The earliest iteration was an effort to wave away questions about Russia’s role in the 2016 election by suggesting that Ukraine was engaged in something equivalent. It was a line of argument that leveraged a January 2017 article from Politico, describing how a consultant working for the Democratic National Committee had sought information from Ukrainian officials largely centered on Paul Manafort, previously a political consultant in that country but at the time Trump’s campaign chairman.
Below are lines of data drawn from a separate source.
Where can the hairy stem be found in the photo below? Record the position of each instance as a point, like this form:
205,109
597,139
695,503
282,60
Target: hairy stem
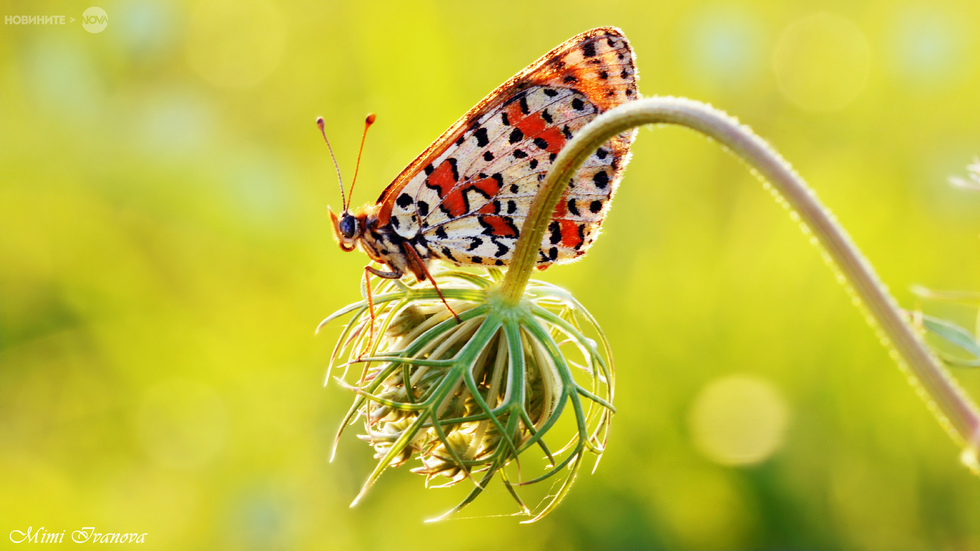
955,411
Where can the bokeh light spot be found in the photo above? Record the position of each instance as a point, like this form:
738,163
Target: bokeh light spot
739,420
724,47
929,48
235,44
821,62
182,423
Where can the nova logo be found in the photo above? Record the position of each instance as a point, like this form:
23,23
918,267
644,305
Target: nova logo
94,20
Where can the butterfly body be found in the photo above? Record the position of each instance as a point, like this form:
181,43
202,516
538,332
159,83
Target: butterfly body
465,198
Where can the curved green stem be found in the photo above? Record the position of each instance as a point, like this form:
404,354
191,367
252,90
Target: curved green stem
955,411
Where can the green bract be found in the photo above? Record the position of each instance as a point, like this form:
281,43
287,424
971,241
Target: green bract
471,397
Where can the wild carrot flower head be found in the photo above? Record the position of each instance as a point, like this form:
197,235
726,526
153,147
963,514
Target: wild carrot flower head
480,396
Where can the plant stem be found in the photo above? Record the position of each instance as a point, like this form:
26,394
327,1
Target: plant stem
954,410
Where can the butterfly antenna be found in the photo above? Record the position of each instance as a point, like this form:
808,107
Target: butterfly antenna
367,124
343,199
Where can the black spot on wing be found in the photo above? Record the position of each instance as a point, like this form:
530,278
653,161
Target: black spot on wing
481,137
601,179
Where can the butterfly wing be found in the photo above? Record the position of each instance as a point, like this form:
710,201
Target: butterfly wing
465,198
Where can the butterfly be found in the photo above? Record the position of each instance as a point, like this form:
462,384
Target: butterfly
465,198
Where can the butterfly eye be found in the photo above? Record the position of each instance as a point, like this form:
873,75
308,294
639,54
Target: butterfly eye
348,226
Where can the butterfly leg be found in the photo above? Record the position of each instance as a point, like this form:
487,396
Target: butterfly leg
419,266
394,274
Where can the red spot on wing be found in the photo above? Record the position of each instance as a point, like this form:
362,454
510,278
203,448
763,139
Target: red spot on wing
455,204
570,237
499,226
531,125
442,179
555,139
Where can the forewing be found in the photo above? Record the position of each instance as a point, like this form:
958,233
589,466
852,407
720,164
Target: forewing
465,199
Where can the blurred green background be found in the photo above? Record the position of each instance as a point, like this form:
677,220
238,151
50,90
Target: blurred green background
165,255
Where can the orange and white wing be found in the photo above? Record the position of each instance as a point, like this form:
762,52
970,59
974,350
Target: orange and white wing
465,198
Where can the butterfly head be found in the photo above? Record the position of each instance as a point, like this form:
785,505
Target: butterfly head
347,229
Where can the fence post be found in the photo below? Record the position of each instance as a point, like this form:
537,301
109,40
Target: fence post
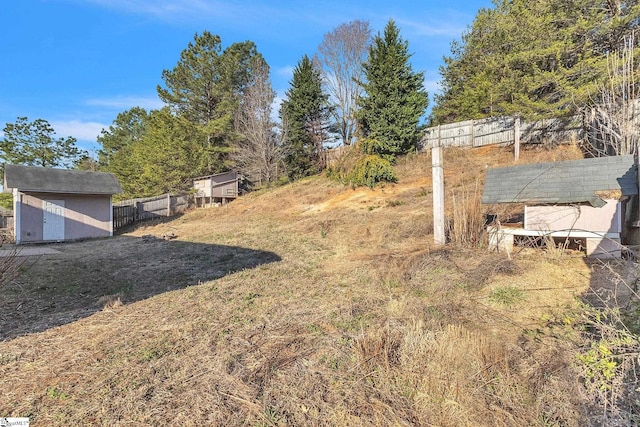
516,138
473,137
439,237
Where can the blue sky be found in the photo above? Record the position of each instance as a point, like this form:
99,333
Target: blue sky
78,63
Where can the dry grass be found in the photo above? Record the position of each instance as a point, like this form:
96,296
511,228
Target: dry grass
347,316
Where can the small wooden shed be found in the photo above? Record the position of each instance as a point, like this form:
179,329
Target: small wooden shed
216,189
593,200
54,205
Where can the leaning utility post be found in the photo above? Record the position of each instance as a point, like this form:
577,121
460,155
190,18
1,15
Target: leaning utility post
516,138
437,173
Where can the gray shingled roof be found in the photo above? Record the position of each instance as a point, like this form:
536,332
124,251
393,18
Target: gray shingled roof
574,181
48,180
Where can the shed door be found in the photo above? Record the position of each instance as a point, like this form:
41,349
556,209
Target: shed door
53,220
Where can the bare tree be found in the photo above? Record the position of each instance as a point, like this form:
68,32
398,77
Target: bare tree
613,122
258,154
340,56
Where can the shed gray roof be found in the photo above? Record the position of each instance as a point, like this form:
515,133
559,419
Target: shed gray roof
48,180
573,181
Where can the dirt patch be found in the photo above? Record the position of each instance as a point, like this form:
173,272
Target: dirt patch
74,280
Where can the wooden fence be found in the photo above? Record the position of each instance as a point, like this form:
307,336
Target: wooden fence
128,212
502,130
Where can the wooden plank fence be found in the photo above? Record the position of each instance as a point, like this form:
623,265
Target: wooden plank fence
127,212
502,130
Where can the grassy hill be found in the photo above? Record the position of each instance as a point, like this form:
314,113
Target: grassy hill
307,304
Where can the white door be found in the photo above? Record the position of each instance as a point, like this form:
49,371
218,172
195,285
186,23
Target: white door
53,220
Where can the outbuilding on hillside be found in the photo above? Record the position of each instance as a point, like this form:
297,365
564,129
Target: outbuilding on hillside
54,205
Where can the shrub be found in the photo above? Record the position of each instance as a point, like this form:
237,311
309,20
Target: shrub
370,170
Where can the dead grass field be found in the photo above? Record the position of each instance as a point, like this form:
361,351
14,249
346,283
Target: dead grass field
309,304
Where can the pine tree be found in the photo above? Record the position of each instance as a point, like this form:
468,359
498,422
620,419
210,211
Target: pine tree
305,115
204,87
35,144
394,99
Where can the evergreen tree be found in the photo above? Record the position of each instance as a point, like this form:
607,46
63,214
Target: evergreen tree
394,99
165,157
34,144
204,87
305,115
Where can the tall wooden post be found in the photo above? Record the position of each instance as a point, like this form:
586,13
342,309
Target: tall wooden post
437,173
516,138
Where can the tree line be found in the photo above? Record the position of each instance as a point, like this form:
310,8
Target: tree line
218,115
537,59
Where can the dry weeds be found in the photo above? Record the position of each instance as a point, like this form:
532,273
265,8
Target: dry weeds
310,304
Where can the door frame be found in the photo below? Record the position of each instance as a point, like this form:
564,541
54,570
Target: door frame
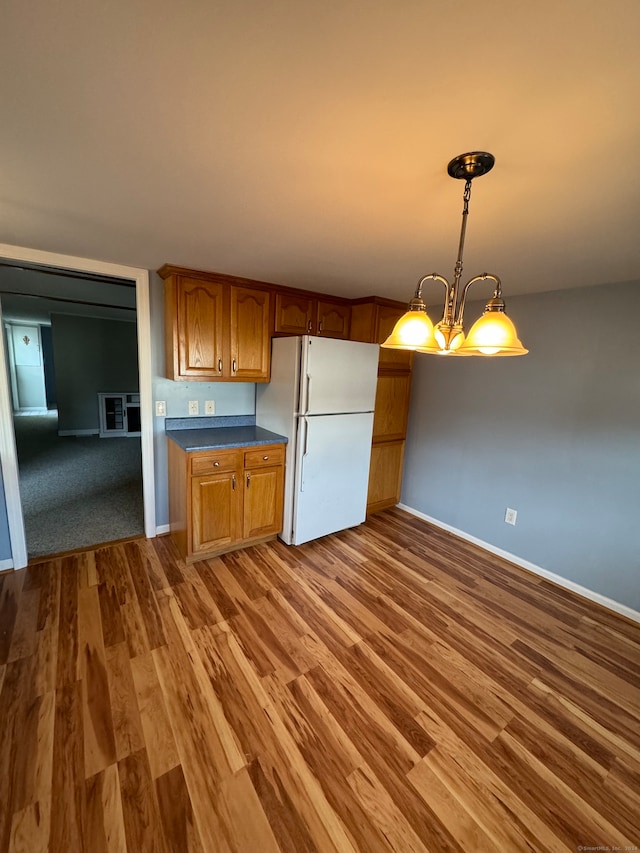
8,453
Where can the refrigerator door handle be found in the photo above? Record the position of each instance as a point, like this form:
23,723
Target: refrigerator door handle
304,452
306,399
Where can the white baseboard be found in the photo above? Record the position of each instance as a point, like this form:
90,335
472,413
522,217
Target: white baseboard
609,603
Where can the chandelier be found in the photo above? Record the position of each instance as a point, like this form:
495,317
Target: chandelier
493,333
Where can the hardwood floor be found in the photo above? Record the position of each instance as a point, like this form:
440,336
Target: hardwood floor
386,688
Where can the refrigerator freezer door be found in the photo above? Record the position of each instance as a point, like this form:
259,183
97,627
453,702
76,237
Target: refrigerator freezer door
337,376
332,475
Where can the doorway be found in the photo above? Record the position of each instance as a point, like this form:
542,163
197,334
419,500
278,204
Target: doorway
78,268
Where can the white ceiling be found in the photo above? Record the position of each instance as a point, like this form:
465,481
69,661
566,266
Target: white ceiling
306,142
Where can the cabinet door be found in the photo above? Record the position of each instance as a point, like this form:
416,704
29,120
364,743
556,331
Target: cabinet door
250,342
333,319
392,406
294,314
216,505
391,359
199,329
263,501
385,475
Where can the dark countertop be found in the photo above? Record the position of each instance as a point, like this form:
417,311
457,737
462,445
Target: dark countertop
221,438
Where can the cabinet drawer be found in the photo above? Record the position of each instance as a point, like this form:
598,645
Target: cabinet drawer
271,454
220,460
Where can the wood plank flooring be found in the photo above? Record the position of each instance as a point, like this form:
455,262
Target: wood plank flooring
387,688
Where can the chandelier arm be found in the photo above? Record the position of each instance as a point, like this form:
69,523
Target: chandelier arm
432,275
497,293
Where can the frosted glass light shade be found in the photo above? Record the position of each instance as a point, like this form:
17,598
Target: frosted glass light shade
414,329
493,334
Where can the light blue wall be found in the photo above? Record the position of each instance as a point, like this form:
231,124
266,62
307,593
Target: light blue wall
231,398
554,434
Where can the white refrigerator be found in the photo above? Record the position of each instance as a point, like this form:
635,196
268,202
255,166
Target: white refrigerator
321,396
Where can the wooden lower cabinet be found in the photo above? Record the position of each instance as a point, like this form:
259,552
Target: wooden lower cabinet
385,475
226,499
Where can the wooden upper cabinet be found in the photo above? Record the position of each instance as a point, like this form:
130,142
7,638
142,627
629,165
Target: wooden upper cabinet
372,320
194,320
215,330
294,314
332,319
250,340
392,406
304,314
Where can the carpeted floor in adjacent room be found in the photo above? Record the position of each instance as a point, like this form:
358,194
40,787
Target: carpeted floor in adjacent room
76,491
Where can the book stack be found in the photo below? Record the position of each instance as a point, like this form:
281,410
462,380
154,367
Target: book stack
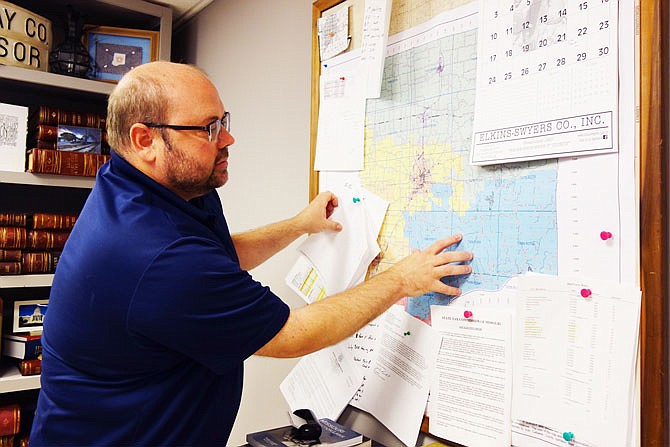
10,423
66,142
31,243
24,348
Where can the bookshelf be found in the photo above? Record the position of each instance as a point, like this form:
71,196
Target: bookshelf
29,193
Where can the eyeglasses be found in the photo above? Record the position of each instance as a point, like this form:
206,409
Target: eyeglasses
213,129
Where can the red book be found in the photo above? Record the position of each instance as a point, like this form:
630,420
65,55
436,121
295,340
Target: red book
47,239
10,255
55,115
13,237
49,161
51,221
39,262
13,219
30,367
10,268
10,419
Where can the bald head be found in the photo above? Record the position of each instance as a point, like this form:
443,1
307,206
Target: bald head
147,93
When news broke about Donald Trump Jr.'s having embraced an offer of dirt on Hillary Clinton that he believed came from the Russian government, the incident with the DNC contractor was lifted up as a counterpoint. Trump Jr.'s only media interview in the immediate aftermath of the revelation of the Trump Tower meeting was with Fox News’ Sean Hannity — who opened his show by walking through the DNC-Ukraine story in his own loaded, spottily accurate way.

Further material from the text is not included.